O diálogo é a forma mais eficaz para a criação de espaços para a introdução destas reflexões. Sair da zona de conforto e do privilégio não é nada agradável, exige uma vontade enorme de construir uma ponte entre nosso lugar e o lugar do outro. Assim, ser o agente de mudança que abre o diálogo dentro da nossa família, nas tradicionais rodas de amigos (entre homens e mulheres), com nossos filhos e filhas buscando quebrar os paradigmas bastante comuns nas nossas falas, como: menino não chora, feche essas pernas, menina brinca de boneca, cozinha é coisa de menina e outras formas de segregação entre “coisas de menino e coisas de menina” que limitam nossa atuação como indivíduos livres e humanos.
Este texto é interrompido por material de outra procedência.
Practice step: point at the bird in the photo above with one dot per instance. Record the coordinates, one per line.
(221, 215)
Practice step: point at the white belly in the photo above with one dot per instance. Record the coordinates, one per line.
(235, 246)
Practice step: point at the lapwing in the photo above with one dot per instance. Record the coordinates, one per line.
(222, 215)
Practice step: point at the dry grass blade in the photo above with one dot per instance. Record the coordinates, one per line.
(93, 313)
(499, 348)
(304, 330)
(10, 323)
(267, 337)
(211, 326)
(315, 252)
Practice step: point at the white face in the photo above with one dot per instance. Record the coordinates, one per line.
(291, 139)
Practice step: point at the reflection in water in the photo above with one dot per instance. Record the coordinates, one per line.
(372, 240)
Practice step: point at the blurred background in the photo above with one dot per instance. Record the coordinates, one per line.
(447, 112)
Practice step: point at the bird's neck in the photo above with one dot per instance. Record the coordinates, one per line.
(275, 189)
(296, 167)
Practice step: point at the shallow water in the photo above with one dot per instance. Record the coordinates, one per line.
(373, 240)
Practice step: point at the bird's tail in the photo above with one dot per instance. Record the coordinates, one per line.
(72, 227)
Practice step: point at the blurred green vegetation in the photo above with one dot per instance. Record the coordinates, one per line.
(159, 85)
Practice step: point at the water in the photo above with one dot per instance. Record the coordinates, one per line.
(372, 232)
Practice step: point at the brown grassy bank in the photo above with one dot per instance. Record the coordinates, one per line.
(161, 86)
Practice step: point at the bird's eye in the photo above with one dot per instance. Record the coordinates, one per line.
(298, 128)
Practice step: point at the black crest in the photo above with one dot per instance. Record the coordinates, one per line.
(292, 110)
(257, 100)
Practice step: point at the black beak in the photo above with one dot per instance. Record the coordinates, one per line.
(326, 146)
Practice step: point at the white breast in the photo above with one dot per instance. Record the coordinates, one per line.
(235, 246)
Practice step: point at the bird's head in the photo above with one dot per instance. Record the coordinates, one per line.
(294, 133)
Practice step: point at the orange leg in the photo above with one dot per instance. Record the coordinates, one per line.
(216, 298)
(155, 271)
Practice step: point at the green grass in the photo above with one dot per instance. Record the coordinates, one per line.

Sair da zona de conforto e do privilégio não é nada agradável, exige uma vontade enorme de construir uma ponte entre nosso lugar e o lugar do outro.
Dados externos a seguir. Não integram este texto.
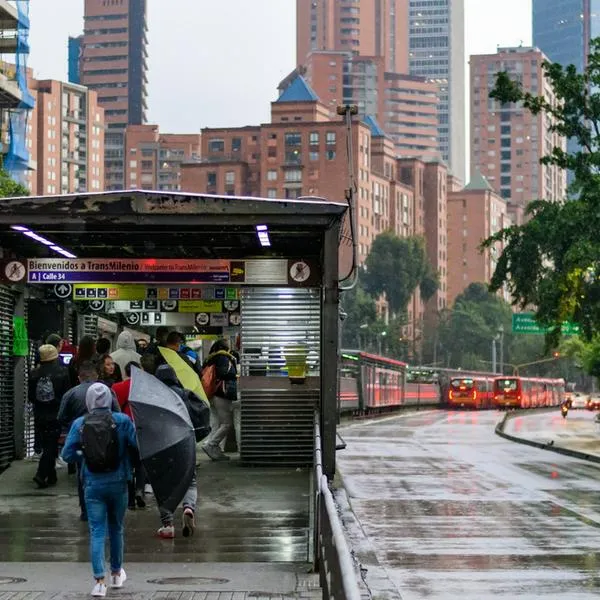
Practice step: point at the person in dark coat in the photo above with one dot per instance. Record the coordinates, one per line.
(47, 385)
(221, 403)
(86, 351)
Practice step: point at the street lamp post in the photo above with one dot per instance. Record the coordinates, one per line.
(501, 332)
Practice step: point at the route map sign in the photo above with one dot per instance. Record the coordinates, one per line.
(526, 323)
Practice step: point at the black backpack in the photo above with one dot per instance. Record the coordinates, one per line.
(100, 442)
(199, 414)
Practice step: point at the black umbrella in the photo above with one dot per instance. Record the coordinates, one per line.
(165, 435)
O machismo está em extinção? Como extingui-lo?

O patriarcado existe desde o Período Neolítico Inferior (entre 5.000 e 3.000 anos antes de Cristo), quando o homem descobriu que participava do processo de reprodução da vida (até então, acreditava-se que esse era uma potencialidade exclusivamente da mulher). A partir dali iniciou-se o processo de dominação do homem sobre os corpos femininos, jovens e crianças, juntamente com o conceito de propriedade privada. Assim, não acredito que o machismo esteja em processo de extinção nem que isso irá acontecer tão brevemente. O que vejo acontecer é uma maior visibilidade de vozes gritando contra o machismo e outras formas de violência. As redes sociais contribuem significativamente nesse sentido, dando visibilidade a grupos colocados à margem da sociedade cega às minorias. A extinção, no meu modo de pensamento, passa por um profundo processo de autorreflexão, autoconhecimento e autorresponsabilização. Enxergar em cada um de nós o racista, o machista, o homofóbico, o transfóbico, o misógino etc é o primeiro passo para que a intolerância deixe de existir em nós e cada um passe de agente de agressão para agente de transformação.
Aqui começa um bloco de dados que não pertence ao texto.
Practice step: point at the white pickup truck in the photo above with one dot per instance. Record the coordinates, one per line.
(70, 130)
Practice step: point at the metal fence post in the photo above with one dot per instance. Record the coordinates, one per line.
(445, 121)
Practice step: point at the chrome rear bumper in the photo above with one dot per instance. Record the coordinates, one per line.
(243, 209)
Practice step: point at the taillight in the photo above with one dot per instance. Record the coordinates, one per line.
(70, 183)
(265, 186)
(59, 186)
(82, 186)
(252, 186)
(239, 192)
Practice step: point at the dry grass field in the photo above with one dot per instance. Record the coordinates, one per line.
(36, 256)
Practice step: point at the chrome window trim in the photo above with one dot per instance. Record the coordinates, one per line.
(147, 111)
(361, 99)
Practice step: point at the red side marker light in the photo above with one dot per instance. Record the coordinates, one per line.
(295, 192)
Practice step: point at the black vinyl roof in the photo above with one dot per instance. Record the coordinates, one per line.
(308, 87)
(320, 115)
O diálogo é a forma mais eficaz para a criação de espaços para a introdução destas reflexões.

Quais os projetos para o futuro quando tudo isso passar?

Um dos meus projetos para o Hora H é levar essa conscientização e trabalho com homens para as delegacias de combate à violência contra as mulheres da Região de Campinas, Vinhedo e Valinhos. Temos grandes inspirações como o “Programa E agora, José”, de Santo André, e o “Projeto Tempo de Despertar”, da Cidade de São Paulo. Além disso, estou coordenando um projeto de tradução dos exercícios do livro “Mens Work: How to stop violence that tear us apart” (Trabalho com homens: como interromper a violência que nos separa, em tradução livre), do escritor, ativista e educador Paul Kivel para compartilhar com os inúmeros grupos reflexivos de gênero focados em homens e promovermos verdadeiras transformações nessas vidas.

Agora me conta seu maior sonho!

Meu maior sonho é contribuir para a construção de um mundo melhor, mais justo, equitativo, onde a questão dos privilégios seja inexistente e nós, seres humanos, saibamos respeitar e conviver com nossas diferenças naturais, entendendo que elas nos unem, nos complementam. Incluo nesse sonho minha entrega total para que meu filho cresça feminista e consciente sobre tudo isso pelo que tenho lutado e falado.